В какой-то момент было решено, что Грете лучше перейти из частного переводческого бюро в государственное, к одному генеральному советнику, которому я доверяла. Этот человек, несмотря на свое высокое положение в городе, жгуче ненавидел нацистов[50]. Он взял мою дочь к себе в аппарат личным секретарем и обещал покровительство и защиту.
Некоторое время мы с облегчением перевели дух, но потом коллеги Гретхен стали перешептываться у нее за спиной и нахально выспрашивать, кто ее отец и где он теперь. «Уж не в гетто ли?» — пристала как-то наглая девица с платиновыми кудрями, а переводчик Букаускас разразился антисемитскими проклятиями, ставшими уже банальными. Тайну нашу выдала не Грета, тайну выдал сам советник, который все последнее время пил горькую и из запоя выйти не мог.
Спустя неделю дочь пришла с работы еще бледнее обычного: «Мы пропали, обо мне все всё узнали, все разговоры только о нашей семье. Советник хочет тебя видеть». Мы так разволновались, что не стали обедать — кусок в горло не полез. Бросили на столе недоеденный суп, побежали к советнику домой. Он жил в том же здании, где располагалось его ведомство.
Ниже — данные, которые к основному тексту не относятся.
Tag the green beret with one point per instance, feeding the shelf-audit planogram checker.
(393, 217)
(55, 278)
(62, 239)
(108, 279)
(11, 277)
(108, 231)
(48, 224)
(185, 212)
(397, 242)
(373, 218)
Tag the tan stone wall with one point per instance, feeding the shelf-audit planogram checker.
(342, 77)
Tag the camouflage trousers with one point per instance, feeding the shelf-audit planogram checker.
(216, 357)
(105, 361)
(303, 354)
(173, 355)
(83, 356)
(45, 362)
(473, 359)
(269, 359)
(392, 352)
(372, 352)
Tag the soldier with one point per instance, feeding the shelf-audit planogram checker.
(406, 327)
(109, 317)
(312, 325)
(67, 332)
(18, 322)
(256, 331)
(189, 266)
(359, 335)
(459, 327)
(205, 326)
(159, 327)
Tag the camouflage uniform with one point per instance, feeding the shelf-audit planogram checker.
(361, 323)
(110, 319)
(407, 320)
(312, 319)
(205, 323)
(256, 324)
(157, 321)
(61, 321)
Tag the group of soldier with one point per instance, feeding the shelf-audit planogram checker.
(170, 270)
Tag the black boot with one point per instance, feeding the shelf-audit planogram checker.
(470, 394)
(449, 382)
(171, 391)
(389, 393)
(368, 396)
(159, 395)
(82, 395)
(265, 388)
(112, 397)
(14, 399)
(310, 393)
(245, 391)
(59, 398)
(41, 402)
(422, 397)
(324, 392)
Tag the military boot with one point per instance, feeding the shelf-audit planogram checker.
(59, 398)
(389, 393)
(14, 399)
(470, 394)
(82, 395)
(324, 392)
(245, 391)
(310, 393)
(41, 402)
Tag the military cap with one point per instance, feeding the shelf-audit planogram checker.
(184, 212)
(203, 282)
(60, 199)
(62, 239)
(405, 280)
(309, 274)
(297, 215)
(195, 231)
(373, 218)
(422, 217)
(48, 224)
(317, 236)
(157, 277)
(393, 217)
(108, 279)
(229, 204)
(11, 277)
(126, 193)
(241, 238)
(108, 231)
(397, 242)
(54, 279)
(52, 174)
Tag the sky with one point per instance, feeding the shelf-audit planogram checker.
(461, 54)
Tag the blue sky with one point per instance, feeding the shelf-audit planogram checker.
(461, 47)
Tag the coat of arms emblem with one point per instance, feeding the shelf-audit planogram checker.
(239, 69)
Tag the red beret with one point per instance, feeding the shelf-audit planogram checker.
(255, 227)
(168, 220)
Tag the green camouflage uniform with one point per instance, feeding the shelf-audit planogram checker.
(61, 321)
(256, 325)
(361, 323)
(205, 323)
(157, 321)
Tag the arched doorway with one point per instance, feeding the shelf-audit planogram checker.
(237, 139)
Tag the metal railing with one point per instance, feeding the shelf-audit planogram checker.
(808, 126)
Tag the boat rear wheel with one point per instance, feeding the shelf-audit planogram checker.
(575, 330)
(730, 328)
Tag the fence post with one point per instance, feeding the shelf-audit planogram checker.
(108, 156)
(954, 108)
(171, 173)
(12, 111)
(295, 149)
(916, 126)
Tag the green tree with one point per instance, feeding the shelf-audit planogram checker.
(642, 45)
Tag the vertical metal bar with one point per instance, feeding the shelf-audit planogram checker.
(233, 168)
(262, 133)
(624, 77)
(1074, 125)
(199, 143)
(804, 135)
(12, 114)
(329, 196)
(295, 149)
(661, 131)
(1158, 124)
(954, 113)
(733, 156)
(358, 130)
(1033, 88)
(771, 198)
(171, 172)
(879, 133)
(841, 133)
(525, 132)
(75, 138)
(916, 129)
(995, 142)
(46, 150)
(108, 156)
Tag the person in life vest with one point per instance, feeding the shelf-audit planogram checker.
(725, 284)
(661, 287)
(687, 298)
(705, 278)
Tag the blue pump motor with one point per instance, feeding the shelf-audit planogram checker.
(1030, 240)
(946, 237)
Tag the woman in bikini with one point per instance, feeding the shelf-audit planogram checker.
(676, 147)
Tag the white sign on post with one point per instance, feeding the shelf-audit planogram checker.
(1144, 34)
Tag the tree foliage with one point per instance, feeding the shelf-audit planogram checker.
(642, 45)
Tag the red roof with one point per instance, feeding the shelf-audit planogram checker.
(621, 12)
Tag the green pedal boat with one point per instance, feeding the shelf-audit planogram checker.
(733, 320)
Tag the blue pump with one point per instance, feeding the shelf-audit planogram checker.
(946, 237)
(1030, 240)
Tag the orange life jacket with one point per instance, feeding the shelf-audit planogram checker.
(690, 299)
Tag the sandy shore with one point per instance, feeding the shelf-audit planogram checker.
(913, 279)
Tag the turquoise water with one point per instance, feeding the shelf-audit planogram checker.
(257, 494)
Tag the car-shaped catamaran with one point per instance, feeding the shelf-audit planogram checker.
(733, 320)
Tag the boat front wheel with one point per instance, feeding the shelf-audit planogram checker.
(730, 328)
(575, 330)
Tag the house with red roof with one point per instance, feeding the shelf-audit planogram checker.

Он нас ждал.
«Плохи ваши дела, — объявил чиновник, — вас полиция ищет. Нельзя вам больше здесь оставаться, бегите. Пока оставайтесь у меня, тут вас искать не станут». Советник написал письмо родным, которые жили в своей усадьбе в глухом лесу близ реки Мемель[51]. Там нам надлежало скрываться. Родня — простые крестьяне, объяснил советник и тут же добавил: без денег не примут, придется прилично заплатить.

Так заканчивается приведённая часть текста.